Ce jeudi, Jean-Michaël Seri aurait dû se trouver loin, bien loin du Gaverbeek à s’entraîner avec le FC Barcelone. Dans la foulée d’une saison exceptionnelle, le petit milieu (1,68 m pour 65 kg) aurait dû rallier la Catalogne.

Débusqué à Paços Ferreira pour 700.000 euros en 2015, l’international ivoirien avait signé une clause de valorisation sous seing privé prévoyant qu’il pouvait quitter le club contre 40 millions d’euros.

"Avant le match retour contre Naples (le 21 août), nous étions tombés d’accord sur un transfert de 40 millions d’euros (avec Barcelone) ", a expliqué le président niçois Jean-Pierre Rivère en août sur Canal +. "Son contrat était prêt et avant le match je lui avais tapé sur l’épaule pour lui faire comprendre que c’était réglé. Le lendemain, le président de Barcelone nous informe qu’ils font machine arrière sur les conseils de leurs techniciens. Ce n’est absolument pas une histoire d’argent."

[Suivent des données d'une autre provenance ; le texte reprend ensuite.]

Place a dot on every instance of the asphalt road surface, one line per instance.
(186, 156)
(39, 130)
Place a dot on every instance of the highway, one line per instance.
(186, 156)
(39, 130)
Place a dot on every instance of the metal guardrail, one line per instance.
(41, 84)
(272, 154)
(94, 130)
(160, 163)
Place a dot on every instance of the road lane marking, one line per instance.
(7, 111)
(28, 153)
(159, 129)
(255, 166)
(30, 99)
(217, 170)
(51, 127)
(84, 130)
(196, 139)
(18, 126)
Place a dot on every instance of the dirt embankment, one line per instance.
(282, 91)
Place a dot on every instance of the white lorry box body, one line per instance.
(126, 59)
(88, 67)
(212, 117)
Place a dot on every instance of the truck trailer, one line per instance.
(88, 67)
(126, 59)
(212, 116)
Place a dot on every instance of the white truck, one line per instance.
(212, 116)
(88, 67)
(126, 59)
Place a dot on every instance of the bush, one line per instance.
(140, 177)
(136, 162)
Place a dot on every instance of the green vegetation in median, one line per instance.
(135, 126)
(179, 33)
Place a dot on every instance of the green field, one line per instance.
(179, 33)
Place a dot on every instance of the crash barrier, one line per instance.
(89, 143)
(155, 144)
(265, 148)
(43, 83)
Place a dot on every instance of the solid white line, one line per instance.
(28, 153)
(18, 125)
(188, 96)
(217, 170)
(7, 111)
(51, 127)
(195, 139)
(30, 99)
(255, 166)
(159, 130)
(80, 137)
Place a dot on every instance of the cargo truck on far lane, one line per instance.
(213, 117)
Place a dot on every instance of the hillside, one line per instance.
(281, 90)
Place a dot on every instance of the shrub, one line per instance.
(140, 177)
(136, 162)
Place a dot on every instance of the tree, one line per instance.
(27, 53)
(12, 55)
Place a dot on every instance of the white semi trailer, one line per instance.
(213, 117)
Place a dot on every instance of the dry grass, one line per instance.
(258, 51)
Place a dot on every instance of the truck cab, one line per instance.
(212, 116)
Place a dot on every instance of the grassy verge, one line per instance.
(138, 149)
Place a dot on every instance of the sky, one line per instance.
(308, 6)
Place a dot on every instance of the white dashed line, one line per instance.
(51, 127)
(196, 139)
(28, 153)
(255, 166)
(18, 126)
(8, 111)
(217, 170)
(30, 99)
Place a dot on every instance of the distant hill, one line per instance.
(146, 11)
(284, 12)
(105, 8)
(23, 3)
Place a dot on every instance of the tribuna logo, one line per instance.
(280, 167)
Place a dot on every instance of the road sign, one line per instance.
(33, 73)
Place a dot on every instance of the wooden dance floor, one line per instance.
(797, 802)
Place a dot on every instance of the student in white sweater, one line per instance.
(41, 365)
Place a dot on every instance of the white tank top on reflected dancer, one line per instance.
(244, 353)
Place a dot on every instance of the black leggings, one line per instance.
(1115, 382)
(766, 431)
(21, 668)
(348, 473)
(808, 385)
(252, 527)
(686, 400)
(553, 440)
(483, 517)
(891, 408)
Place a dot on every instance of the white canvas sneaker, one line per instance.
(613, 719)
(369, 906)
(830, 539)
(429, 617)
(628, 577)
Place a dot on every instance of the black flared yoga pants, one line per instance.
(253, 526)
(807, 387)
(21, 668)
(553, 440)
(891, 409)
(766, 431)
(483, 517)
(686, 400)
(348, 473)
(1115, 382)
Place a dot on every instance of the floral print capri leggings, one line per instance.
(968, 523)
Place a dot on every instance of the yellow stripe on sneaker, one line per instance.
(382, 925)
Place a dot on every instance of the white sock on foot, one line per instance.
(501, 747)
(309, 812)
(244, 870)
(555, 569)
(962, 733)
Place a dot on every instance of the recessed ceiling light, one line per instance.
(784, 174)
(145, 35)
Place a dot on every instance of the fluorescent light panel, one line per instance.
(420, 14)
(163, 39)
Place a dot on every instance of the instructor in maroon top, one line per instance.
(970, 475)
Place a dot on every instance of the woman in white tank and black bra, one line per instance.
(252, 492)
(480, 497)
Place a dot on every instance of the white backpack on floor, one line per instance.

D'autres y voient la mauvaise prestation du milieu face aux Italiens pour justifier cette volte-face. Une hypothèse à laquelle le principal intéressé n’adhère pas.

"Je ne pense pas que ce soit mon mauvais match qui a fait changer les dirigeants d’avis. Vous croyez qu’ils négocient aussi longtemps pour un joueur dont ils ne sont pas sûrs ?", a lancé furieux le joueur dans Mundo Deportivo le 28 août. "J’ai pété les plombs. Je suis allé dans les bureaux du club pour avoir des explications. Ils m’avaient promis une chose et finalement, ils ont demandé plus pour moi."

Depuis, la colère de Seri est retombée et lui même assure "avoir tourné la page". Pour le plus grand bonheur de son entraîneur Lucien Favre qui ne voulait absolument pas voir partir quelqu’un qu’il trouve "merveilleux comme joueur et merveilleux comme homme."